The microbiome refers to all microbiota (micro organisms such as bacteria) living on or inside our body. Fun fact; your body contains more bacteria cells than human cells and they are powerful. Specifically when it comes with it’s association with obesity. They can make digestion more efficient, which leads to an increase in calories consumed. More importantly they can also impact our appetite significantly. We also know our microbiome achieves maturity when we are 3-5 years old. Therefor, some people may be predisposed to develop obesity from a very early stage in life.

Many factors can affect your microbiome’s health right from the moment you are born. We know babies born vaginally and breastfed have a healthier microbiome than caesarian and formula babies. We also know the early usage of antibiotic has a negative impact on gut microbiome. Having a caesarian, using formula and needing antibiotic is often not a choice but a necessity. Sadly these circumstances can increase the chance to develop obesity by up to 50%. Unfortunately we do not currently have a way to fix this issue but more research is being done on this subject.

Due to the significant impact of our microbiome on our health many researchers looked at how it can be improved in our adult life. In fact some research demonstrated how our environment and behavior can have an impact. More research is needed on this subject but it is said that physical activity might also help us achieve a healthier microbiome. Our diet has the biggest impact as the food we eat also feeds our bacteria.

Changing our eating behavior to change our microbiome is not as simple as it sounds. When we change our food choices, the bacteria relying on your old food choices begin to die and be replaced. When this happens the dying bacteria starts to “fight” back. This translate to increase cravings for the food we stopped eating. Which often leads to us eating the food we had previously cut out.

Probiotics (live bacteria) has been available on the market as a supplement designed to boost our microbiome, but does it work? Research does show a significant reduction in weight with the usage of probiotics. More importantly it showed a reduction in waist circumference, fat mass and LDL which are better health indicators. However research done on this subject is limited because of the usage of small sample size and short duration, about 8-24 weeks. We do not have long term research demonstrating the long term effect of taking probiotic supplements. We also don’t know enough about probiotic at this time to have an efficient supplement that can have a significant impact long term.

In conclusion, your microbiome plays an important role in your overall health.

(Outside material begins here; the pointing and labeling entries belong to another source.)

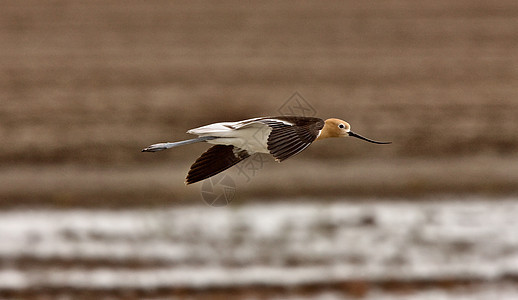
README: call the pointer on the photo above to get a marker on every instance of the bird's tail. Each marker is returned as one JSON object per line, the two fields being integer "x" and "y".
{"x": 163, "y": 146}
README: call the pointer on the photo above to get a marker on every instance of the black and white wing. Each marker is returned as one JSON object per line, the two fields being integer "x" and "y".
{"x": 291, "y": 134}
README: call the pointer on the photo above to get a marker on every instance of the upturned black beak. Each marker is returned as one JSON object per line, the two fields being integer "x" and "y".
{"x": 366, "y": 139}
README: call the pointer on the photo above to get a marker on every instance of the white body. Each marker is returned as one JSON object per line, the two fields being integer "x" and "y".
{"x": 248, "y": 135}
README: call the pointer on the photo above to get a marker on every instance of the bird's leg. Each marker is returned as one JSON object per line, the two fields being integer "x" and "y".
{"x": 167, "y": 145}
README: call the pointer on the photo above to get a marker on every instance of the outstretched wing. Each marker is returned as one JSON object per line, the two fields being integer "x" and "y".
{"x": 291, "y": 134}
{"x": 215, "y": 160}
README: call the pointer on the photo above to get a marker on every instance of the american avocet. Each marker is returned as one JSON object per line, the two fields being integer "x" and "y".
{"x": 282, "y": 137}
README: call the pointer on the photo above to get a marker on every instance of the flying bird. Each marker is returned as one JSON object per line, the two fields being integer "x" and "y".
{"x": 282, "y": 137}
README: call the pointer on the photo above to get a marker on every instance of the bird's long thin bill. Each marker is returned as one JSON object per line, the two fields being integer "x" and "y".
{"x": 366, "y": 139}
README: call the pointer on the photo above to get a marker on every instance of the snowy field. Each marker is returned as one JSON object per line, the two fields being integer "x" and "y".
{"x": 436, "y": 249}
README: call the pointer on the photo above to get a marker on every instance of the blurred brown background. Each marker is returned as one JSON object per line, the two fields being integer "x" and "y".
{"x": 85, "y": 85}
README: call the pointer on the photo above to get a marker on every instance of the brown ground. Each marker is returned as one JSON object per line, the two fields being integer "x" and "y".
{"x": 86, "y": 84}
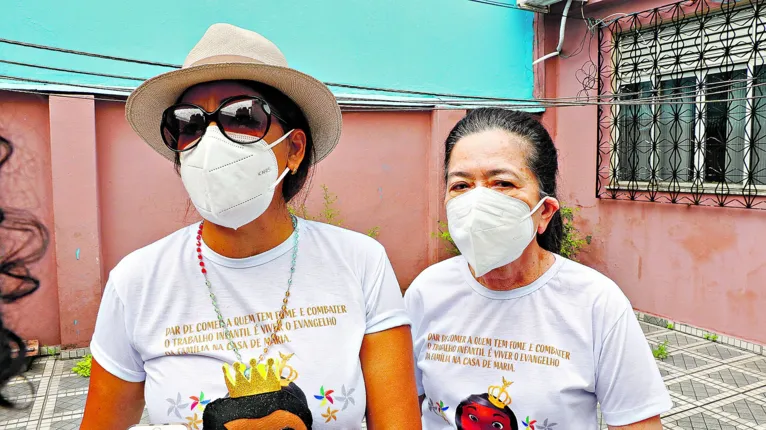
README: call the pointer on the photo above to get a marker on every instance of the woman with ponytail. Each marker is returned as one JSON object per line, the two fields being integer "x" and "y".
{"x": 510, "y": 328}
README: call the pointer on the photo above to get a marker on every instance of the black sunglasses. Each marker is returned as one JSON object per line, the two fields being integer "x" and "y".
{"x": 242, "y": 119}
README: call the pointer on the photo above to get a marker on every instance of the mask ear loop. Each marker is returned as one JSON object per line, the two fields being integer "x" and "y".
{"x": 287, "y": 169}
{"x": 537, "y": 206}
{"x": 282, "y": 176}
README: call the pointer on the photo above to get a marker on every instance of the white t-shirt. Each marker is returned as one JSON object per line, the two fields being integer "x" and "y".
{"x": 157, "y": 323}
{"x": 546, "y": 352}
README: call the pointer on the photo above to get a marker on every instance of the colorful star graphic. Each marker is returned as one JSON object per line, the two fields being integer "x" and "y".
{"x": 199, "y": 401}
{"x": 346, "y": 398}
{"x": 176, "y": 406}
{"x": 324, "y": 396}
{"x": 529, "y": 424}
{"x": 194, "y": 422}
{"x": 330, "y": 415}
{"x": 442, "y": 407}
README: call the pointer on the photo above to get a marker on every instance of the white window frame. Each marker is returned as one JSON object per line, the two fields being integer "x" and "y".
{"x": 654, "y": 78}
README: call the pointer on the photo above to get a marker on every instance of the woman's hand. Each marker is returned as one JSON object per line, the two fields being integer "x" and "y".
{"x": 389, "y": 376}
{"x": 112, "y": 403}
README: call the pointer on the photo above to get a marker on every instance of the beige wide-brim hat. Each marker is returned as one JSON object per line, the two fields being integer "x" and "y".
{"x": 229, "y": 52}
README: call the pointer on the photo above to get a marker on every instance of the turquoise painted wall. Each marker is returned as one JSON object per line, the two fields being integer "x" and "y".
{"x": 444, "y": 46}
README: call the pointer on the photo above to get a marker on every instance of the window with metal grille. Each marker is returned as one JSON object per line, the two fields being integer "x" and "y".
{"x": 682, "y": 117}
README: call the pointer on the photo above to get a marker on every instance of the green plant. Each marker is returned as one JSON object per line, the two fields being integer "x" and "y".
{"x": 573, "y": 241}
{"x": 661, "y": 352}
{"x": 329, "y": 214}
{"x": 571, "y": 245}
{"x": 82, "y": 367}
{"x": 443, "y": 234}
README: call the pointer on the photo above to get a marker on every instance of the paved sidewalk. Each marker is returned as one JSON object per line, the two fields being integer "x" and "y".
{"x": 714, "y": 387}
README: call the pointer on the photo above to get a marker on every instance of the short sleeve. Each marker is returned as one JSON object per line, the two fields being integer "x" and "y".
{"x": 111, "y": 345}
{"x": 414, "y": 306}
{"x": 383, "y": 298}
{"x": 628, "y": 382}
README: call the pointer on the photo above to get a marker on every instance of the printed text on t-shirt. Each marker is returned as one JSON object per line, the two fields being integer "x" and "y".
{"x": 250, "y": 331}
{"x": 501, "y": 354}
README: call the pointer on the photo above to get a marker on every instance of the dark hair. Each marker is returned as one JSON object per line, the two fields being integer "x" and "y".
{"x": 542, "y": 159}
{"x": 26, "y": 244}
{"x": 483, "y": 399}
{"x": 293, "y": 118}
{"x": 289, "y": 399}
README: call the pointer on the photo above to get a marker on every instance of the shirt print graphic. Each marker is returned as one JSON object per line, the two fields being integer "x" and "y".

It can be challenging to change the microbiota on and in your body with food changes. Probiotics might be able to help you. If you are interested in taking probiotics keep in mind research showed consuming yogurt, kefir or fermented milk is a great option and cost savings as supplements can be pricy. Supplementations whether through capsule, sachet, powder or food must be done on a daily basis. We currently do not have research demonstrating the long term benefit of taking probiotics.